Yes, I know it’s easy to get so focused on the bone, tissue, implant, and abutments and forget that the whole reason we are doing this is to improve the patient’s life and give them back all they have lost.
And that is what I call the 4th dimension—the remarkably happy patient who will look at their teeth every day and love them. The happy patient who is not thinking about their teeth anymore—as much as he or she does not think about their elbow. It’s just there, and it works. The happy patient who smiles openly, eats freely, and goes about their daily life the way we all like to. The happy patient that does not have to struggle removing food that gets stuck every time they eat. The happy patient that does not have to deal with loosening crowns or broken screws every month and have to take time out of their life to make yet another visit to the dentist. The happy patient that doesn’t hold back smiling because of the gray shadow of the implant reflecting through The gum tissue. The happy patient who feels whole again and can get back to work, family, traveling, socializing, and having fun. The happy patient who enjoys all the great benefits of their new tooth for many years to come. That is what I call the 4th dimension of implant dentistry.

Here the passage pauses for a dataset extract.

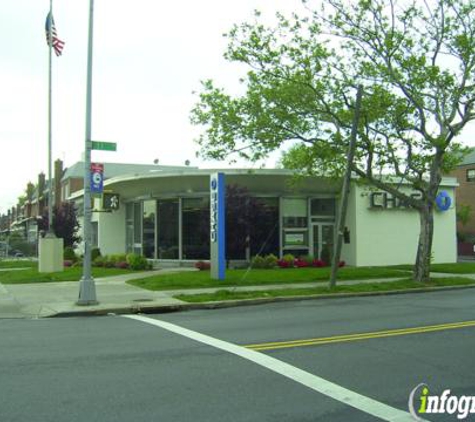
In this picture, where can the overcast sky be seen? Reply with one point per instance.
(149, 56)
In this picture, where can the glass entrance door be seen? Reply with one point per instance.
(323, 240)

Achieving 4-dimensional results is not easy nor fast. It requires deep thinking, planning, and precise execution by an aligned team of professionals. It demands patience and an emotional engagement by not only the patient but also the treating surgeon and the restorative dentist. And yes, it is likely to be more costly. But isn’t the 4th dimension truly what patients come to us to begin with? Isn’t our responsibility to deliver the optimal treatment and not settle with mediocracy.
The road to 4-dimensional results that our patients love requires those extra efforts and sweating the details at every step of the treatment. This includes relentless diagnostics and planning, building the proper foundation, placement of the right implants in the perfect position, enhancement of hard and soft tissue at every step possible, developing biologically, functionally, and aesthetically compatible restorations, developing an effective and personal maintenance program, and perhaps the most important of all- knowing the patients’ expectations and how we can deliver the promise to meet those expectations.
And should one of my nightmares of loosing a tooth actually becomes reality, you better put me on that road.